Ao contrário do que sucede com os cocktails que têm o gin por bebida nuclear, não cheguei à margarita pela tequila. Cheguei pelo sumo de limão. O sumo de limão é uma bebida destinada a misturar-se com outras para o progresso da civilização. Se é verdade que poucos suportam bebê-lo puro e talvez não fosse melhor o mundo em que isso sucedesse regularmente, é ainda mais certo que precisamos das características do sumo de limão misturadas numa bebida à sua altura. E foi assim que cheguei à margarita, reflectindo. Não que não tenha bebido várias margaridas irreflectidas. Fi-lo, confesso. Mas quem nunca? Deixei porém essa experiência lá atrás, na leveza da adolescência, e só reencontrei a ideia da margarita na consideração do fruto do limoeiro.
Quando se tem tanta abundância de limões quanto eu, é difícil não darmos por nós a considerar formas de lhes dar uma vida condigna, ao invés de uma existência na podridão. Tentei o “lemon curd”, mas não me dou especialmente bem com doces (embora seja uma ótima ideia para quem gosta de scones e chá, enfim). Tentei mousse de limão, mas não me dou especialmente bem com mousses (embora seja boa ideia para corresponder ao ocasional convite para jantar). Tentei, enfim, a bebida.

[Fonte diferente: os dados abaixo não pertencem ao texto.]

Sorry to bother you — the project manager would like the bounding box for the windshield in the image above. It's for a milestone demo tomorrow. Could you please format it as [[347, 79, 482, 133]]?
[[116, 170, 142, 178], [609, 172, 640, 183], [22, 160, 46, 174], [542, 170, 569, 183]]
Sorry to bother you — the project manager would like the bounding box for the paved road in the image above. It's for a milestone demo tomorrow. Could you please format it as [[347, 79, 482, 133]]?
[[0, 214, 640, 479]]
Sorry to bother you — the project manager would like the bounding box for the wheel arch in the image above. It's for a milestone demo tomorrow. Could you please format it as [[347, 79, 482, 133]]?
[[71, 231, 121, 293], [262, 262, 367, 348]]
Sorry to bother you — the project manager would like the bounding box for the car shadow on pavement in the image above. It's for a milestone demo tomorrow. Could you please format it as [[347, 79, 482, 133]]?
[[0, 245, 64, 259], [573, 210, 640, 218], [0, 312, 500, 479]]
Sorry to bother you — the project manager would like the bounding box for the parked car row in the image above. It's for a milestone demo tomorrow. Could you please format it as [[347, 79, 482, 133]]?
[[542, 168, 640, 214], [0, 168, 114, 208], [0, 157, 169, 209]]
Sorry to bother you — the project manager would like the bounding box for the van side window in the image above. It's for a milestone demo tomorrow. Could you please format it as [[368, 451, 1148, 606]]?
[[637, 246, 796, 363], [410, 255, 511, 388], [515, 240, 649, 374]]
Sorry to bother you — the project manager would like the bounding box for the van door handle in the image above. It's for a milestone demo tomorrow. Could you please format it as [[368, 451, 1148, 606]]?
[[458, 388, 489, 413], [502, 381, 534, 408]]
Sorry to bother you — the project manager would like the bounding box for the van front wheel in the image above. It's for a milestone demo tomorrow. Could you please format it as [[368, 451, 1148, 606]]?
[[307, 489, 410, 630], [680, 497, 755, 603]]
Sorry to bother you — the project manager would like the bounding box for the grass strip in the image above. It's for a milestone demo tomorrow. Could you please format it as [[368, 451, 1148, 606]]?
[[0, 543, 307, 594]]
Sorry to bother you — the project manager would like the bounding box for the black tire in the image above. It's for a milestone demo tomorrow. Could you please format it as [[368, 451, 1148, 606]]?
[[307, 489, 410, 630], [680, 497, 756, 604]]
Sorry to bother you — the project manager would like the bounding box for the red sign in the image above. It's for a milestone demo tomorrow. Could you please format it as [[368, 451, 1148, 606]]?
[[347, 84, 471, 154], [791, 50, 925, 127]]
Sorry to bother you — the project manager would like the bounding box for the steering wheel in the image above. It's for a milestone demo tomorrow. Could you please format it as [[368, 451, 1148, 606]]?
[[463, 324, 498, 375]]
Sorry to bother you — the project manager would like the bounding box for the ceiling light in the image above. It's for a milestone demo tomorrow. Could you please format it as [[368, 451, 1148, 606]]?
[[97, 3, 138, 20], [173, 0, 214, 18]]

Digo-vos que não foi um caminho fácil. O que não falta, é certo, é um mundo de bebidas que se podem elaborar com sumo de limão. Mas sempre muito pouco, muito pouco. A justa repartição entre um bom espírito alcoólico e o sumo dos meus soberbos limões escapava-me. Até que, dos confins das minhas memórias, ouvi a margarita chamar. Isso e porque contemplei uma velha garrafa de “Tres Sombreros”, que estava dormente na prateleira do bar da Casa do Limoeiro. Pensei: consideremos a margarita. Comecemos pelo princípio, sem complexos nem pressões, mesmo sabendo que em campo está Miguel Esteves Cardoso. O mais importante da margarita, como cocktail que é, mesmo levando em atenção tudo o que vos tenho dito, não é nem tequila nem sumo de limão, mas a combinação criativa deste dois elementos e a adição das laranjas através de Cointreau. Ora esta premissa de abordagem à margarita dita a minha divergência com a doutrina de MEC. Aqui começa a discórdia. MEC claramente prefere uma margarita que puxe pela tequila o mais possível, sendo os demais ingredientes satélites em seu torno. Contesto isto. Contesto isto com toda a minha alma. Lá onde estiver o inventor da margarita, por mais homenagem que tenha querido fazer à tequila, quis inventar algo novo com sumo de limão e um bom licor de laranjas. E confesso que as laranjas trazem ânimo e desafio à combinação. E, assim, logo à partida estamos conversados.
A opção entre uma tequila branca ou dourada só pode tomada pela condição do momento. Duvido que exista ser humano que se condene a uma existência perpétua de margaritas feitas apenas com um tipo de tequila. Sendo a diferença entre ambas a adição de uma tequila um pouco envelhecida (reposado) a uma tequila branca nova por alternativa à não adição, e sendo essa diferença responsável por um sabor mais adocicado no primeiro caso, não é possível fechar-se a margarita na monogamia de uma infundada relação. Para mais, com preferência pela tequila branca, como sugere MEC, e é contrariado por José Cuervo. Quantas e quantas vezes, surgindome no espírito a vontade de uma margarita não veio ela acompanhada de uma clara visão de tequila dourada, em antecipação desse sabor mais variado e da transfigurada riqueza que traz à margarita? Há, por isso, que tomar posição e aqui ficará justificada a divergência que anotei, ao ler MEC no Público. Para mim, a margarita é uma grande invenção por ser uma bebida aberta à ponderação do limão. Mais do que em quase todos os cocktails conhecidos pela humanidade, o jogo das proporções é na margarita um jogo de ponderações entre agave, madeira, limão e laranjas. Ora, MEC quer que a margarita se resuma a agave com um toque de limão. E isso é um atentado à margarita e a todos os nomes próprios no período pós-Kripke e Putnam. Se é uma margarita, então é sempre um convite à nossa melhor combinação de sabores de tequila com a correspondente resposta do limão e das laranjas. Substituir o Cointreau por xarope de Agave recomenda-se apenas aos mais fanáticos deste cacto, e sempre recomendando que se invente nome distinto.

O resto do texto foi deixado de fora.